Uno de los rusos habla inglés y es el que sirve de intérprete con el capitán del barco. En una de sus conversaciones le preguntan a qué se dedica, y el hombre de barba responde que es abogado. Luego de que el ruso tradujera la respuesta, le cuenta al protagonista que le dijo al capitán que era ingeniero. “A nadie le caen bien los abogados”, concluye.

El hombre de barba entabla una especie de amistad con el ruso, que resulta ser ucraniano. En una de sus conversaciones se entera de que sabe pilotear helicóptero. Le cuenta que él sabe en que lugar de un hospital hay uno, y que si le ayuda a escapar podrían dejar la ciudad y volar hastaa las islas Canarias.

El ruso decide hacerle caso y cuando por fin llegan al hospital se encuentran con un grupo de sobrevivientes, pero para poder llegar al helicóptero deben atravesar un parqueadero repleto de zombies.

Como era de esperarse el conflicto escala porque los rusos del barco llegan al hospital en busca de provisiones.

Para no extenderme, al final el hombre con barba y el ruso logran llegar al helicóptero y luego de tener problemas para prender los motores, la hélices por fin comienzan a girar y despegan. En la última escena cuando ya viajan hacia las islas canarias, recibe una llamada de su hermana: “Hola ya voy para allá”, le cuenta y la respuesta que recibe es la siguiente: “No no vengas para acá”, y ahí se corta la llamada.

Queda claro que los guionistas, además de estar aburridos, no tenían ni idea cómo terminar la película y eligieron ese final flojo. Me sentí como cuando uno lee una historia y utilizan ese truco barato en el que narrador cuenta que todo fue un sueño.

Si dan con esa película no la vean, están advertidos.

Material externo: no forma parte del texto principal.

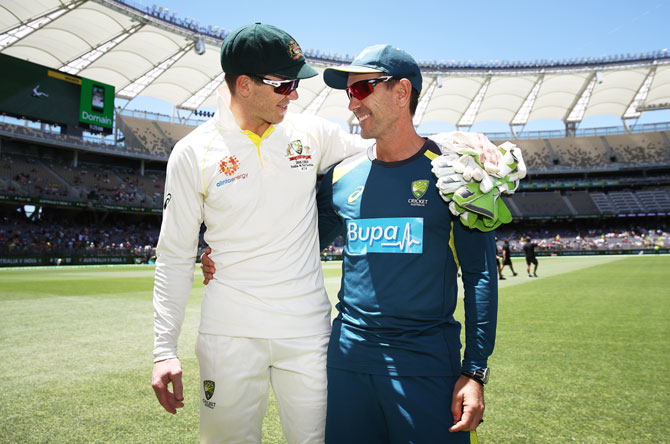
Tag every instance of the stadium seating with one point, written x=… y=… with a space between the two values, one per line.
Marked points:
x=643 y=148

lunes, 4 de noviembre de 2024

Después de leer

Escribí esto hace un par de días y lo dejé quieto a ver si se me ocurría algo más o las palabras se reacomodaban por sí solas. Me gusta pensar eso, que cuando uno vuelve a un texto después de un par de días, semanas, meses, incluso años, estos ya han encontrado por sí solos la forma de destrabarse.

12.38 a.m. Termino un capítulo de la novela que leo. Es una de esas lecturas que me hacen sentir liviano. Apenas pongo el separador en la página 168 o la 169, depende si se le mira como el final de un capítulo o el inicio del siguiente; siento un hueco de hambre en el estómago.

No debería tener esa sensación porque me comí un huevito con arroz y un paquete de maduritos de D1 —los mejores— a las 7 de la noche, pero 5 horas, imagino, son suficientes para generar sensación de hambre.

Evalúo si ir a la cocina a ver qué encuentro para picar, pero hace frío y me gana la pereza. Además, hace poco escuché ruidos de casa en la madrugada y como no quiero encontrarme con un ánima que deambula sin rumbo alguno, desisto de la idea.

Recuerdo que tengo un paquete de M&M amarillos—los mejores—, en mi escritorio y decido que voy a engañar al estómago con una de esas pepitas de chocolate.

Por un instante pienso que no debería comerlas porque ya me lavé los dientes, pero no importa, a veces es bueno no hacerse caso.

Cuando encuentro el paquete concluyo que dos es el número adecuado y me las trago casi sin masticarlas.

Los dulces no le hacen ni cosquillas al hambre que siento. Apago la lámpara, cierro los ojos y, parece, me quedo dormido al poco tiempo.